Published 04 Jul 2025

Understanding Children’s Approach to Art:A Guide for Instructors

Art is not just playtime for children—it’s a powerful form of communication, learning, and emotional processing. children’s approach to art offers deep insight into their developmental journey. This guide distills key takeaways and adds practical examples for instructors working with young artists.

Activities of young children exploring art materials.
Children's art examples arranged for classroom discussion.

1. The Process Matters More Than the Product

Young children are typically more engaged with the act of creating than with producing a polished final piece. A 4-year-old may swirl colors wildly on paper not to make a picture of a tree, but to feel how paint moves and blends.

Instructor Insight: Avoid overly structured tasks. Instead, offer a variety of materials and let children explore. Comments like ‘Tell me about what you made’ open up their thought process better than ‘What is this?’

Child drawing with floating symbolic shapes.

2. Art as Symbolic Language

Children often represent people or experiences symbolically. A giant mother figure, for example, might reflect emotional significance rather than actual size.

Example: A child who draws a house with no doors or windows might be expressing feelings of fear or isolation.

Instructor Insight: Look beyond realism. Ask open-ended questions to understand what the symbols mean to them.

Thinking in art through children's visual expression.

3. Emotional Expression Through Visuals

Kids might not have the vocabulary to express how they feel-but they can show it through art. A dark color palette, jagged lines, or chaotic composition can point to stress or anxiety,while bright, expansive drawings may reflect joy or contentment.

Instructor Insight: Use art sessions to check in emotionally. Especially in group settings, children who seem quiet might express themselves powerfully through their work.

4. Art Fuels Creativity and Problem-Solving

Art encourages divergent thinking-the ability to come up with multiple solutions to a problem. A child drawing a dog with wings isn’t ‘ wrong,’they’re exploring ideas beyond the literal.

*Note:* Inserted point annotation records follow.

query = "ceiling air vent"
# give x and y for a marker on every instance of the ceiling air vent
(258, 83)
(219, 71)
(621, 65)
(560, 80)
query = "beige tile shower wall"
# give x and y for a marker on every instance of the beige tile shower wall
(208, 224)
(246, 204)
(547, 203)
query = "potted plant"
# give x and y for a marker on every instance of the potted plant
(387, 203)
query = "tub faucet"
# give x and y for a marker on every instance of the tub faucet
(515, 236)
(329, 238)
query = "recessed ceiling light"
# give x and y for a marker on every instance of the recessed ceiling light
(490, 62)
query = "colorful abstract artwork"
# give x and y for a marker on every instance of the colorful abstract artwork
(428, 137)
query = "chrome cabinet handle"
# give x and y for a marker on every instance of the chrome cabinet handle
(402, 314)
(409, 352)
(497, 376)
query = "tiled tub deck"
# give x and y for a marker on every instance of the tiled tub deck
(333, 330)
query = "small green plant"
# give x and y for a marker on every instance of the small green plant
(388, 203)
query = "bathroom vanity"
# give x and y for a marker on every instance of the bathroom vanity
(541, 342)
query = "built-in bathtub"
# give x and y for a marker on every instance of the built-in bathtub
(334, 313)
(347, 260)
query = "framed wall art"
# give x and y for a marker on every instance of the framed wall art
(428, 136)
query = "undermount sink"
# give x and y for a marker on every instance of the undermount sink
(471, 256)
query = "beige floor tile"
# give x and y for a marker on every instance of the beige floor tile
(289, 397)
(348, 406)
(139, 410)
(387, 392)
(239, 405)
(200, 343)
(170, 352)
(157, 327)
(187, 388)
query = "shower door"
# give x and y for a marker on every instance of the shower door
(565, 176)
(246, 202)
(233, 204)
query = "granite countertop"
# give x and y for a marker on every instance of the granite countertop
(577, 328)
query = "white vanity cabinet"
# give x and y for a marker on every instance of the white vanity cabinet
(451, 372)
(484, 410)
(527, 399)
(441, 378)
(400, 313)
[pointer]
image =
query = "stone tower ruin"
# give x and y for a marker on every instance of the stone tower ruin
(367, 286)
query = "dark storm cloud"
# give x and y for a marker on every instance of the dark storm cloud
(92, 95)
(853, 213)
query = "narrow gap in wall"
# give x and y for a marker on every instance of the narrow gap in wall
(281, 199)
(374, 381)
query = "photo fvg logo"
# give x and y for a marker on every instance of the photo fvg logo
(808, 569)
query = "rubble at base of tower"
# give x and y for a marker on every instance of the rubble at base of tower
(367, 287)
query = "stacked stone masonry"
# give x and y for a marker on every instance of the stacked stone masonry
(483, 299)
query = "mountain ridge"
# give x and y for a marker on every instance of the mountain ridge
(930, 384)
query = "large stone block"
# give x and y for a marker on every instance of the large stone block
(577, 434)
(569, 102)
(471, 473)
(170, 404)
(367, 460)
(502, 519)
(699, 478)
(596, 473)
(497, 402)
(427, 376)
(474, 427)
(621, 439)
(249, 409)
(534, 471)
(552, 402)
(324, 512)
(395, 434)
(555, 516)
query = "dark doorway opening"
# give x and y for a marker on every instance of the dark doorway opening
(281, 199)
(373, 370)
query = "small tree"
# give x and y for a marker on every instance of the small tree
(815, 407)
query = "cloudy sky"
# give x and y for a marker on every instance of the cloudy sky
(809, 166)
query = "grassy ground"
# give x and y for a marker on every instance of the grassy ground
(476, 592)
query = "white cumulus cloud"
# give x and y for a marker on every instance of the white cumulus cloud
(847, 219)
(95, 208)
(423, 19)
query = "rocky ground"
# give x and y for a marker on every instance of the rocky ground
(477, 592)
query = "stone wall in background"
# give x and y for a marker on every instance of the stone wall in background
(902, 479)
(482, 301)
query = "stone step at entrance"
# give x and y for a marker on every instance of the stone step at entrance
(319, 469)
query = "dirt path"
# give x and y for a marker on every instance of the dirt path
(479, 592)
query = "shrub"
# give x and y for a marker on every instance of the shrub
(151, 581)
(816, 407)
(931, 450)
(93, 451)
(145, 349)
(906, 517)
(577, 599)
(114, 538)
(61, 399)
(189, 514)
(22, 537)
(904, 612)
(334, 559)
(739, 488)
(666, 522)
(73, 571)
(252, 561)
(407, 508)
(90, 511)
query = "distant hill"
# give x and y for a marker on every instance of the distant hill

Instructor Insight: Encourage imaginative risk-taking. Prompts like ‘What if animals lived underwater?’ open up space for creative interpretation

Recycled art materials in a creative classroom space.

5. The Learning Environment Shapes Artistic Growth

Children thrive artistically in environments that:

  • Provide access to varied tools and materials
  • Minimize judgment or correction
  • Celebrate effort and originality

Instructor Insight: Curate a space with recycled items, textures, and colors. Display artworks without ranking them; every piece tells a story.

Artistic elements used in children's art instruction.

Real-Life Classroom Scenario

Ask your class to draw their families. One child draws stick figures in a line, another creates colorful, floating shapes, and a third uses only red and black. Each piece is a window into how they see, feel, and understand the world.

  • The line drawing might reflect structure or birth order awareness.
  • The floating shapes could symbolize imagination or emotional bonds.
  • The red-and-black child might be dealing with strong emotions or simply fascinated by those colors.
Instructor guiding children through an art activity.

Final Thoughts

Children’s art is a mirror to their minds-creative, emotional, symbolic, and deeply personal. As instructors, the goal is not to teach ‘ how to draw,’ but rather to nurture exploration, observe with sensitivity, and create a safe space for expression.

Let every drawing speak. And more importantly, let it be heard.